Mechanistic study of oxygen atom transfer catalyzed by rhenium compounds

The investigation of oxygen atom transfer (OAT) catalyzed by transition metal complexes continues to provide chemical insight for advanced studies in bioinorganic chemistry as well as industrial applications. Unlike molybdenum(IV/VI) pairs, which received intensive interest from inorganic and bioinorganic chemists for decades, rhenium(V/VII), forming the redox loop involving two-electron or one-oxygen atom processes has only received limited attention.;A family of oxorhenium(V) complexes was synthesized from methyltrioxorhenium(VII), abbreviated as MTO, that can be reduced by phosphanes, thiols or sulfides and coordinated by suitable ligands including thiolates, phosphanes, pyridines, phenolates, carboxylates and etc. An unexpected methyl transfer from rhenium to thiolate sulfur was discovered when MTO react with 1,2-ethanedithiol without the presence of a reducing reagent.;Ligand displacement was found to be an essential step in OAT reactions catalyzed by rhenium(V) complexes. This allows the oxidant to access rhenium(V) and be activated by the metal subsequently.

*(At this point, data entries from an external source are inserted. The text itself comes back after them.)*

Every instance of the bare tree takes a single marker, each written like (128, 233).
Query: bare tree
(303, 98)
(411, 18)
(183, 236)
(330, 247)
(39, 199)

Kinetic studies of ligand exchange of McReO(dithiolate)Py with Py or phosphanes and ReO(kappa2-edt)(kappa 2-edtMe) with phosphanes all revealed an unique correlation behavior when series of substituted ligands were employed. Detailed investigation led us to conclude that a three-step mechanism was involved and caused this unique phenomenon.;Further study of the OAT catalytic cycle led us to investigate the geometric effect on the oxidation of rhenium(V) complexes with pyridine N-oxides. Five and six coordinated rhenium(V) complexes with tridentate ligands display an entirely different rate law. The reactions of six-coordinate compounds shows first-order dependence on the concentration of water instead of pyridine N-oxide in the rate law of the reactions of five coordinated rhenium(V) compounds. Steric demand may play the key role in this difference.;A catalytic OAT cycle with pyridine N-oxides and sulfide catalyzed by MeReO(PA)2, where PAH is 2-piclinic acid, was investigated. Mechanistic and isotope labeling studies were applied to trap the intermediate, from which a structure was postulated.